After battling addiction for years, 38-year-old Hoffman died in a Monroe County motel room on July 17, 2022, from methamphetamine, a medical examiner later ruled.

“My brother was playing Russian roulette with his life. It's a hard pill to swallow,” said Bijarro, who is now in recovery, herself, and volunteers as a peer recovery mentor at Oaks Village in Monroe.

“I lost my brother on a nasty hotel floor,” Bijarro said. 

The details are horrible to recall, she said, but they form the human context of what others might dismiss as simply a number — not only of addiction that strung her brother’s life into chapters of odd jobs, incarceration and homelessness, but also of a man who also loved to fish and camp and swim and tease his mom and sisters.

woman looking through items in a box
What is left of Patrick Hoffman’s life mostly fits into a single blue tote in her mother’s home — certificates from school sports, drawings as a young child and letters he wrote from jail before he overdosed on drugs in 2022. His sister sorts through the box this week. (Bridge photo by Robin Erb)

Hoffman’s remains now rest in a box — topped with a lantern and a metal hummingbird — in his mother’s living room. His few belongings — drawings as a school boy, letters he wrote to his mother from jail — are stacked neatly in a blue, plastic tote.
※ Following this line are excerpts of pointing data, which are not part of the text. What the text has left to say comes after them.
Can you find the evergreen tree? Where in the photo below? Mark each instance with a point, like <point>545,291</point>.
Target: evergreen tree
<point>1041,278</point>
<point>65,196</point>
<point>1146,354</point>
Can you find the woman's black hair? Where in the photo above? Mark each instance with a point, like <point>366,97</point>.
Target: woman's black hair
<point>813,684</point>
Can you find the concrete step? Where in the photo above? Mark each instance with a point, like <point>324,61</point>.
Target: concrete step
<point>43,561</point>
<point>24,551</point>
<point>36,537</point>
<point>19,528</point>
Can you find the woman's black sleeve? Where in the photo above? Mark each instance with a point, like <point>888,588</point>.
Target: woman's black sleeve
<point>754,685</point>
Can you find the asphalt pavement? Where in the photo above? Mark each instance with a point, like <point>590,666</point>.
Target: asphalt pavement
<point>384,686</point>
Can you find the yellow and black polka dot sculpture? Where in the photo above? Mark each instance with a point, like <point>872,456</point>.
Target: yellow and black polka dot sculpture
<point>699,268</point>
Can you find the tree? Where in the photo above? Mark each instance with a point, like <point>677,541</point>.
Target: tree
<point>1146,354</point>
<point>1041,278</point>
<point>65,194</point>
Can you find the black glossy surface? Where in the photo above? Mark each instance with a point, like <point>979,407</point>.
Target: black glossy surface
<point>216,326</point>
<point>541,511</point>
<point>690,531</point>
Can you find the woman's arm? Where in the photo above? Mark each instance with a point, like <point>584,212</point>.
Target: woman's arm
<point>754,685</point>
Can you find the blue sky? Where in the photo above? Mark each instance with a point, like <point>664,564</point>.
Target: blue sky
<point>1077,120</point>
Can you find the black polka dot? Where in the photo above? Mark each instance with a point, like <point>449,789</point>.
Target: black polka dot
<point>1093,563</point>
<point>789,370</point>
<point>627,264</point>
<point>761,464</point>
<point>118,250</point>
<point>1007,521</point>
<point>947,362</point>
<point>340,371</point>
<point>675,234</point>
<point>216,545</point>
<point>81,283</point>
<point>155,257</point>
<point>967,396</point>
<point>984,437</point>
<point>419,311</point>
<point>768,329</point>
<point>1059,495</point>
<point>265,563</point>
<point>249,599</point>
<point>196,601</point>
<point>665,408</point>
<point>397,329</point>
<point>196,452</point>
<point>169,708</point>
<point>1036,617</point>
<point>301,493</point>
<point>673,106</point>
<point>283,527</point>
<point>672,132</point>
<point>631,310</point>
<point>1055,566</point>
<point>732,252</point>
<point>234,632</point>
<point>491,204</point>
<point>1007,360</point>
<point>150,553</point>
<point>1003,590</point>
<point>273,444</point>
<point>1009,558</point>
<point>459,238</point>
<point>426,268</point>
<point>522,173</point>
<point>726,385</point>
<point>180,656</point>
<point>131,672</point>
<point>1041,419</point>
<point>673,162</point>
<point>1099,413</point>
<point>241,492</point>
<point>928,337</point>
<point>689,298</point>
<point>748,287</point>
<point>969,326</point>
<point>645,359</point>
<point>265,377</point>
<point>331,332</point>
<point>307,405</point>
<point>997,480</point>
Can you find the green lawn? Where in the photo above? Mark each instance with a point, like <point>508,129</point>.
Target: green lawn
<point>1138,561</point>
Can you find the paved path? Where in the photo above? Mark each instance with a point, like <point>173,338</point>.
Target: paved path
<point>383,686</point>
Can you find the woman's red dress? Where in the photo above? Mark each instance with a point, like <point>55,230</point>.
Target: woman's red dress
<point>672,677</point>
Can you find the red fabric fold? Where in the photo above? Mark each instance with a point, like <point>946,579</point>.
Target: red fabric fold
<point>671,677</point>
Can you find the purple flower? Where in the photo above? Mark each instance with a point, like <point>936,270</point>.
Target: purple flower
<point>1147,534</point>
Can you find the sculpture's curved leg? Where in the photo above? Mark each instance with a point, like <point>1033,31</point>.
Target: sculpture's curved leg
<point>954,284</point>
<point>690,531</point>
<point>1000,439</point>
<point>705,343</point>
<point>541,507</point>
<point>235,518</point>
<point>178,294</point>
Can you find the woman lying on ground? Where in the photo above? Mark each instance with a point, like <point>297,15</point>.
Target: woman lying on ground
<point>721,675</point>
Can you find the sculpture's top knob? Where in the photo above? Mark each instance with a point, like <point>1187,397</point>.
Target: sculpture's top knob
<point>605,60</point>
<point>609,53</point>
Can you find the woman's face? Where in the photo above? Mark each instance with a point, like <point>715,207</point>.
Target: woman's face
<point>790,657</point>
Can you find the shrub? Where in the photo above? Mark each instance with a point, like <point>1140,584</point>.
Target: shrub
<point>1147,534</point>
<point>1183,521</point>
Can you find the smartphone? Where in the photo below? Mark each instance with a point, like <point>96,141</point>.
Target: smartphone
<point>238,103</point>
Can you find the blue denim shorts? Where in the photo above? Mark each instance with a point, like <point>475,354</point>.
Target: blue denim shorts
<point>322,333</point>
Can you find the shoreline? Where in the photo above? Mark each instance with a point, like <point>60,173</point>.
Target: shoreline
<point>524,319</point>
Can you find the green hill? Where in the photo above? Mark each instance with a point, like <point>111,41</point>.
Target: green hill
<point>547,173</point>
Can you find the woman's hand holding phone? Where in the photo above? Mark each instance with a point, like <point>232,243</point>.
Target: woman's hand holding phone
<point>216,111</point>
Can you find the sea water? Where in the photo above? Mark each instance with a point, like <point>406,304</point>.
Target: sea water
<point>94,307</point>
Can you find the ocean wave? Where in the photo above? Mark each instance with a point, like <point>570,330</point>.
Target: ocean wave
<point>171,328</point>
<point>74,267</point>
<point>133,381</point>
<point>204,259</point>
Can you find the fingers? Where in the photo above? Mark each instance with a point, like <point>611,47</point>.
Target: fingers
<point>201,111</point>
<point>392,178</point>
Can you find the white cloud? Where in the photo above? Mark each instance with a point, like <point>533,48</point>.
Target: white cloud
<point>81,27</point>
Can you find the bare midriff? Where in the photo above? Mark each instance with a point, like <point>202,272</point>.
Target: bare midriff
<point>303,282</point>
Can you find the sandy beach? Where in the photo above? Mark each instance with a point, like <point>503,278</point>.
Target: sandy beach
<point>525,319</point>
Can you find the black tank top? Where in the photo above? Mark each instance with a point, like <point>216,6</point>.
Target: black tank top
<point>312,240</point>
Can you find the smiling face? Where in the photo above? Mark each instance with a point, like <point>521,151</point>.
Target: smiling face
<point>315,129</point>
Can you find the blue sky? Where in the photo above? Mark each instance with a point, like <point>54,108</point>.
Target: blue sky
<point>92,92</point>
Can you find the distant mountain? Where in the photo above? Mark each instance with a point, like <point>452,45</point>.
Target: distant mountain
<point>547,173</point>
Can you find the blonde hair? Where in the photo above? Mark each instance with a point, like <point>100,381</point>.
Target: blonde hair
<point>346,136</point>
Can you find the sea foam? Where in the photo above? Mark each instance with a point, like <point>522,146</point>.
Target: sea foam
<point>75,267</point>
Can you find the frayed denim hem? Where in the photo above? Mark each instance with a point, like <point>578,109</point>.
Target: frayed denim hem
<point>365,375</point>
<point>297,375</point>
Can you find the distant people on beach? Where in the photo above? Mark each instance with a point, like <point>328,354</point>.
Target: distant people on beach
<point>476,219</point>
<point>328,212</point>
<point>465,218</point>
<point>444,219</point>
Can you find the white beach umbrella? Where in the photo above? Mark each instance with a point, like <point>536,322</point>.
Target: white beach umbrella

Bijarro was sorting through them this week, pulling from them the black-and-white clinical description of his final moments: “Methamphetamine Toxicity,’ reads the death certificate.

“No one wants to wake up and be an addict,” Bijarro said. “No one wants to wake up and chase drugs and live on the streets and be out in the cold and be hungry and not have to have family — no one.”